El trabajo del recolector de kauri gum era físico y demandante. Usaban varas metálicas largas para detectar la resinosa presencia bajo la tierra y luego cavaban con pala para recogerla y limpiarla cuidadosamente. Las comunidades de extractores surgieron en vastas zonas del norte, en particular alrededor de ciudades como Dargaville, Kaitaia y Kaikohe. Allí, bajo condiciones precarias, vivían en improvisados refugios de lona y matorrales, enfrentando el lodazal, la soledad y jornadas interminables. Este auge generó también un gran impacto en el desarrollo económico y social de Nueva Zelanda.
La industria del kauri gum ha sido reconocida como una de las bases para la expansión de Auckland y otras ciudades importantes. Entre 1850 y 1950, se exportaron más de 450,000 toneladas de resina, valoradas en aproximadamente 25 millones de libras, principalmente hacia el Reino Unido, donde se utilizaba para fabricar barnices, pinturas y linóleo. No obstante, el auge de la industria tuvo un alto costo ambiental. Se drenaron pantanos y se talaron extensas áreas forestales para facilitar la extracción. Algunos recolectores comenzaron incluso a extraer la resina de árboles vivos mediante cortes en la corteza —práctica conocida como “sangrado”— que debilitaba gravemente a los árboles y frecuentemente causaba su muerte.
Ante esta amenaza, en 1905 las autoridades neozelandesas prohibieron la extracción de resina viva en los bosques estatales. A pesar de estas medidas, la popularidad del kauri gum declinó a partir de la década de 1930, cuando surgieron alternativas sintéticas para barnices y revestimientos, como los productos basados en alquídicos y el vinilo que desplazaron el linóleo. Este cambio tecnológico, junto con el agotamiento de los depositos, llevó al colapso paulatino de la actividad extractora.

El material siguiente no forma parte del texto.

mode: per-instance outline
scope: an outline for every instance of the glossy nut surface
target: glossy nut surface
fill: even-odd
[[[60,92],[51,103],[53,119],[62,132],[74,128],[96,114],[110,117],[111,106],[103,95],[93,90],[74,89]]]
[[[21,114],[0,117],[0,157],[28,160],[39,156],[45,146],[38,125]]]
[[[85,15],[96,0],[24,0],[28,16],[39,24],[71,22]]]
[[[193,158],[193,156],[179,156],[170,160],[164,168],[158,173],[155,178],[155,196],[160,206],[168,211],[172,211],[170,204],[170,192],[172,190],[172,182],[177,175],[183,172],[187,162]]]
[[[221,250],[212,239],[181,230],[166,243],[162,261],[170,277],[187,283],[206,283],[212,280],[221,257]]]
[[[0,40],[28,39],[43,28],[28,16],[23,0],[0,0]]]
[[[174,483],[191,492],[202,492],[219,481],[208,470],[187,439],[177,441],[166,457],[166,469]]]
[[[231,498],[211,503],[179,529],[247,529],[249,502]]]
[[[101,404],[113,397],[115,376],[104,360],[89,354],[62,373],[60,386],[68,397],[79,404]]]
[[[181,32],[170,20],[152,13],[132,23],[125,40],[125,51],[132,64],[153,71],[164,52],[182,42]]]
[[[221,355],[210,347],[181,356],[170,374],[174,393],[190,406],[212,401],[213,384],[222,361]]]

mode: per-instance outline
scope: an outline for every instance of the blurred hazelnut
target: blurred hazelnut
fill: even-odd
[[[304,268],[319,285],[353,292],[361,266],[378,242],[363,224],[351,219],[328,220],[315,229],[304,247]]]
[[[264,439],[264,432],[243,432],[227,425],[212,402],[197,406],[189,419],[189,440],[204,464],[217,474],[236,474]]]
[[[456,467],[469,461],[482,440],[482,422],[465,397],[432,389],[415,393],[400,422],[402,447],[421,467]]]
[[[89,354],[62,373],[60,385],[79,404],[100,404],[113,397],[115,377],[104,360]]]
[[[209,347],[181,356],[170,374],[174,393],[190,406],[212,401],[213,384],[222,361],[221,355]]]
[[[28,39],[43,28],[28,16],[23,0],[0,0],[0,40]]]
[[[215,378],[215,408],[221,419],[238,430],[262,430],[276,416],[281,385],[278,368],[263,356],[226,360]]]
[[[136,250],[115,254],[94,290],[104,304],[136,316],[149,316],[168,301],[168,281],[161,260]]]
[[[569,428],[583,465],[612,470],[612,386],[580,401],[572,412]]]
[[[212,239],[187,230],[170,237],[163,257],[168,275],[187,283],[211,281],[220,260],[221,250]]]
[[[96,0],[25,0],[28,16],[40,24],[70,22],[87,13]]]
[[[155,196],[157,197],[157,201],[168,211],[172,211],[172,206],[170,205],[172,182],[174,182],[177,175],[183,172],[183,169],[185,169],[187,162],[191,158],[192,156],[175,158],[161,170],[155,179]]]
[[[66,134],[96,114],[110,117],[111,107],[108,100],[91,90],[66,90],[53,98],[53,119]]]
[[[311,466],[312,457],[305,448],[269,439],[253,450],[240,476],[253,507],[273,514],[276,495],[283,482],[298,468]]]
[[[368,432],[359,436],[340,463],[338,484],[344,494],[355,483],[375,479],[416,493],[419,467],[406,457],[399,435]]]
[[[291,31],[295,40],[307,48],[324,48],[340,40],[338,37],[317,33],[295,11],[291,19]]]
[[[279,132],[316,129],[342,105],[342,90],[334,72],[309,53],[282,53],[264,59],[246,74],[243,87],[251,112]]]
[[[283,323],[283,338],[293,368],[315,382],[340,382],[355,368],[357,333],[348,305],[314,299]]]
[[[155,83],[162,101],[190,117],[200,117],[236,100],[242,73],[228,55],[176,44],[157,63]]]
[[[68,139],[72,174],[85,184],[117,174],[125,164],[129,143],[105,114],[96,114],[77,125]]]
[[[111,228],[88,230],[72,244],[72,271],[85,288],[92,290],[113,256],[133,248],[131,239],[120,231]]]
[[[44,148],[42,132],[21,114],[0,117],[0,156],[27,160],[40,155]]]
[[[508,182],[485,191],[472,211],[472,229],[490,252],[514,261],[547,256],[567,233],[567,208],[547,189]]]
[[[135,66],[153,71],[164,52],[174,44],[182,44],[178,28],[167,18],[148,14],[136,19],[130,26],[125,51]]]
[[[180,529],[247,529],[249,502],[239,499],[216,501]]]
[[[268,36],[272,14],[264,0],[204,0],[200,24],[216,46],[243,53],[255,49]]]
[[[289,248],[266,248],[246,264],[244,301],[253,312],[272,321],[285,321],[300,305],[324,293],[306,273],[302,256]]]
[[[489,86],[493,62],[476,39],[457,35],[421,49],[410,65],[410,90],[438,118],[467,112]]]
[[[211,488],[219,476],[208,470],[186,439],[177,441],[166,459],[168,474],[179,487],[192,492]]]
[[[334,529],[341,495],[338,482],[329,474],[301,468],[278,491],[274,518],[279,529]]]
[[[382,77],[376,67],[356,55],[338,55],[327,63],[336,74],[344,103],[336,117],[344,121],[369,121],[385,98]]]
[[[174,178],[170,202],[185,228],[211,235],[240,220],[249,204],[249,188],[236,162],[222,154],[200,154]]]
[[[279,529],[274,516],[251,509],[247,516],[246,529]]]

Hoy en día, el kauri gum es una rareza valiosa y apetecida en el mercado de antigüedades y coleccionistas, valorada no solo por su belleza y coloración que puede variar desde blanco calcáreo hasta marrón rojizo y negro profundo, sino también por su significado histórico y cultural. Piezas pulidas pueden alcanzar altos precios y se exhiben a menudo como ejemplos tangibles del legado de los extractores.
La tala masiva y la explotación indiscriminada de los bosques kauri a lo largo del siglo XX dejaron extensiones fragmentadas, poniendo en riesgo a estos árboles milenarios que pueden vivir más de mil años. Desde mediados del siglo XX, las campañas de conservación se incrementaron notablemente, estableciendo reservas como el Santuario del Bosque Waipoua, hogar del imponente Tāne Mahuta, el árbol kauri más grande y probablemente el más antiguo en existencia viva. Sin embargo, la supervivencia del kauri enfrenta ahora una nueva amenaza: la enfermedad denominada “kauri dieback”, causada por un patógeno del suelo llamado Phytophthora agathidicida. Esta plaga afecta las raíces y compromete la absorción de nutrientes, provocando la muerte gradual del árbol. La propagación se facilita por la transferencia de suelo contaminado a través de calzado, vehículos y animales.